"Chan's Song" (Hancock). Herbie Hancock, piano; Christian McBride, bass and Jack Dejohnette on drums.Herbie Hancock and Jack DeJohnette's musical relationship spans five decades of deep listening and fearless exploration. Though they never formed a permanent band, their intersections at crucial moments reveal how two master musicians expand each other's creative horizons.
Their first major collaboration came in the late 1960s, when both were moving beyond traditional post-bop forms. Hancock, recently out of Miles Davis's Second Great Quintet, was experimenting with electric keyboards and freer harmony. DeJohnette, having played with Charles Lloyd and then Miles himself, was redefining jazz drumming through combinations of swing, rock pulse, and open texture. On The Prisoner (1969), DeJohnette's brushwork on "I Have a Dream" creates atmospheric space that allows Hancock's Rhodes to shimmer and breathe. Rather than marking time, DeJohnette suggests it, creating elastic rhythmic environments where Hancock's harmonies can stretch and contract organically. This approach continued on Fat Albert Rotunda, where DeJohnette's loose, melodic drumming gave Hancock's writing extra dimension.
DeJohnette appeared with Hancock's Mwandishi sextet during its formative period, contributing to the group's exploration of collective improvisation shaped by electronics and African rhythm. Though not a permanent member, his presence in those early performances helped establish the ensemble's approach to treating rhythm and harmony as fluid landscapes rather than fixed grids. DeJohnette's sense of pulse—simultaneously flowing and propulsive—matched Hancock's harmonic risk-taking perfectly. Together they demonstrated that swing could exist in free time, that structure and freedom weren't opposites but complementary forces.
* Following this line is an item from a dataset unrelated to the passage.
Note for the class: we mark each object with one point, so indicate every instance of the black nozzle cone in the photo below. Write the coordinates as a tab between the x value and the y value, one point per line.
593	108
Through the 1970s and beyond, they moved along parallel paths through fusion, funk, and acoustic revivals. While Hancock led the Headhunters and DeJohnette formed Directions and Special Edition, both groups shared similar aims: blending groove with freedom, accessibility with adventure. They reconnected often onstage—Hancock sitting in with DeJohnette's ensembles, DeJohnette joining Hancock's projects, both meeting at festivals and all-star sessions. Each reunion revealed their enduring chemistry. Hancock's phrasing naturally invites space; DeJohnette listens and paints around it instead of driving through it, creating dialogue rather than accompaniment.
Their duo and trio concerts in the 2000s and 2010s showcased this relationship at its most intimate. Exploring standards and spontaneous composition, they demonstrated how decades of mutual understanding translate into telepathic communication. DeJohnette's touch in these settings—brushes whispering, cymbals coloring, snare accents barely there—lets Hancock float, then surge. A performance at the Montreal Jazz Festival in 2007 captured this perfectly: during an improvised passage, DeJohnette dropped to near silence, using only his fingers on the snare while Hancock explored the furthest reaches of harmonic possibility on acoustic piano. Then, sensing the moment, both musicians erupted together into cascading polyrhythms without any visible cue—pure musical conversation made manifest.
What makes their relationship extraordinary isn't any single album or tour but their shared philosophy. Both treat improvisation as spiritual practice rather than display. Both dissolve boundaries between rhythm and melody, understanding that a drummer can sing and a pianist can be percussive. Each trusts silence as much as sound, knowing that space creates tension and release. Most importantly, they don't accompany each other; they co-compose in real time, anticipating motion, completing thoughts, building architecture from air.
This is the legacy of two musicians who learned from Miles Davis that freedom without empathy becomes chaos, while empathy without courage turns stale. When Hancock and DeJohnette play together, you hear the balance they've spent lifetimes perfecting: intellect meeting intuition, structure embracing release, sound dancing with stillness. Their relationship stands as testament to jazz's highest ideal—that true communication happens not when musicians play at each other, but when they listen so deeply that individual voices merge into collective truth.